Podczas sejmowej debaty na temat polskiej prezydencji w UE poseł Iwiński z SLD nawoływał do głębszej integracji krajów Unii. Jego zdaniem ma to pomóc w przezwyciężaniu kryzysu gospodarczego. Twierdził również, że solidarność europejska powinna mieć pierwszeństwo nad egoizmami narodowymi. Chyba dla kontrastu dodał, że polska prezydencja leży w naszym narodowym interesie.
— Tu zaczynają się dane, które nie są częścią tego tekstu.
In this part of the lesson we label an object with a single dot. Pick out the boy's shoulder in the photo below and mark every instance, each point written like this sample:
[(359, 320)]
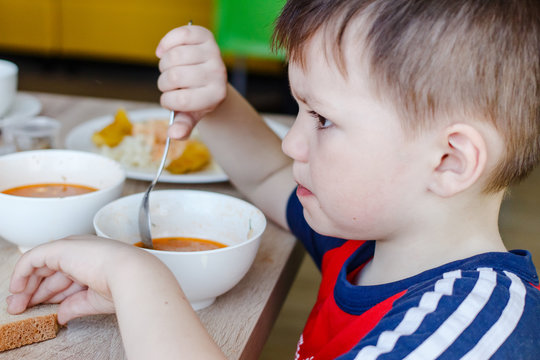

Chciałbym przypomnieć posłowi Iwińskiemu, że przed 89’ partia zwana Płatni Zdrajcy Pachołki Rosji ( PZPR), od której w prostej linii wywodzi się SLD także mówiła o potrzebie głębszej integracji tylko, że z ZSRR – oczywiście w naszym narodowym interesie. Czyżby poseł odkurzył jakieś stare wystąpienie, by po kilku kosmetycznych przeróbkach je wygłosić?
Więc jak mówili ludzie żyjący w tamtych czasach – wraca nowe.
30 czerwca 2011 o 13:44
Ale to już nawet nie jest komunizm, polska scena polityczna dzieli się na pragmatyków lewicowych(SLD,PSL) i pragmatyków prawicowych(PO,PIS,PJN itd). SLD ma pomysł by obciąć wszystkim ulgi podatkowe… no chyba to nie ma za bardzo nic wspólnego z ideologią tzw „lewicy”.Tak jak już ktoś zauważył, dzisiaj pojedynki na polu „lewica”-”prawica” to pojedynki o aborcje i inne tego typu kw. społeczno-moralne , tak czy inaczej w kw. gospodarczych wszystkie partie mają taki sam program.
2 lipca 2011 o 19:37
Krótko i treściwie. Czerwone mendy wciąż lubią się komuś nadstawiać.
19 listopada 2011 o 20:03
Polska prezydencja znaczy mniej niż zero, Iwiński jest po prostu pro europejski i potwierdził oczywistą oczywistość. Nie tak dawno sam Przewodniczący Buzek zapytany przez pseudo dziennikarza o możliwość konfliktów w Europie z powodu kryzysu i podziału kasy czy raczej odpowiedzialności stwierdził, że tak jest taka możliwość.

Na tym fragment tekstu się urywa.